Surely when describing slavery as "mild " and the value of lost freedom through chattel slavery as unquantifiable (which is true, but not I fear in the sense you seem to intend), then any complaint about the loss of freedom to taxation, economic, environmental, and labor regulation becomes grotesque and absurd. I suspect that if it were you and yours who were prevented from marrying, could be raped without legal recourse (in later American slavery, not so much the 1700s), could have your family broken up at the owners profit, and have it be a crime for your children to learn to read, you would not find things so mild - and neither would the Northern immigrants that slavery apologists tend to be so solicitous of.

As for how long slavery would have lasted? Who knows? the Confederacy was an attempt to render slavery politically impregnable within a polity in which slavery would be a (if not the) central economic institution and in which slavery would be sacralized (as in the Cornerstone speech) in public rhetoric as the basis for social life. We can know that the confederate project, through its defeat, had the unintended effect of ending slavery in the US both quickly and violently, but how slavery would have survived and evolved within a militarily and politically triumphant Confederacy is impossible to say with confidence. The experience of 20th century racialist (and other) tyranny, and the morale boost the institution of slavery would have gotten through either a military or political victory would have strengthened slavery in ways that make confident claims of slavery's quick extinction questionable at best.

Yes, I'm well aware of the horrors of slavery, but it beats death (which was the typical lot of Caribbean slaves). I do encourage you to read more about Southern slavery.
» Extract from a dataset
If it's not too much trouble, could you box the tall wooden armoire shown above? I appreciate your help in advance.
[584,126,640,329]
While all the things you mentioned happened at one time or another, they were far less common that some have suggested. There was a human face to the institution, although I would argue that it corrupts and stains the soul of both master and slave (just as running a factory at bare-subsistence wages stains all parties involved). Domination of any kind has nasty repercussions.
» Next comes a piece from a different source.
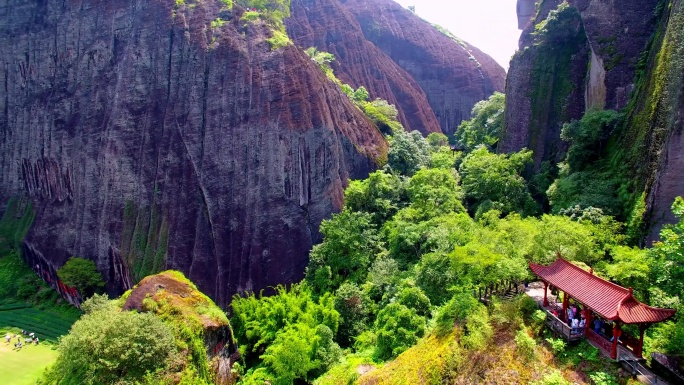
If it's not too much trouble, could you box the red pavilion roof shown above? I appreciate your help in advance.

As for the evolution and final demise of slavery, it is truly counterfactual history, granted. Nonetheless, I think anyone who knows the economics of the situation plus the prevailing Zeitgeist of the late 1800s would conclude that it was a doomed institution. I guess we'll just have to agree to disagree on this one.

BP, I don't doubt that slavery in Virginia was less horrible than French-enforced slavery in Haiti, and as you note, one doesn't have to believe that slave owners were generally cartoonish sadists to believe that slavery was a monstrous institution - though I'll note that slaves who went to the industrialized North did not pine for the days of slavery nor did Northern immigrants seem to envy the condition of the slaves.

I just don't think that the intrinsic evil of the institution of slavery can be measured fairly by comparing it to some other, even more horrible situation. I think, in the context of American values regarding the rights of the person, the evil of the violation of individual rights in slavery is better measured against those much smaller and milder violations of personal rights that led the Founders to revolt. The founders would not have been mollified to be told that taxation without representation was mild by global standards, that they were better off than French peasants in Lyon (nevermind French slaves in Haiti) and that English imperialism had a human face.

As for the tide of popular opinion in the late 1800s. Well a Confederate victory (whether political or military) would certainly have had some influence on the tide of global opinion, and later events indicate that pro-freedom movements were more fragile than might have appeared in the aftermath of the US victory in the Civil War. Mass movements for even totalitarianism were just around the corner. This isn't a prediction of anything , just saying that in the counterfactual we are discussing, I don't have confidence in any particular prediction.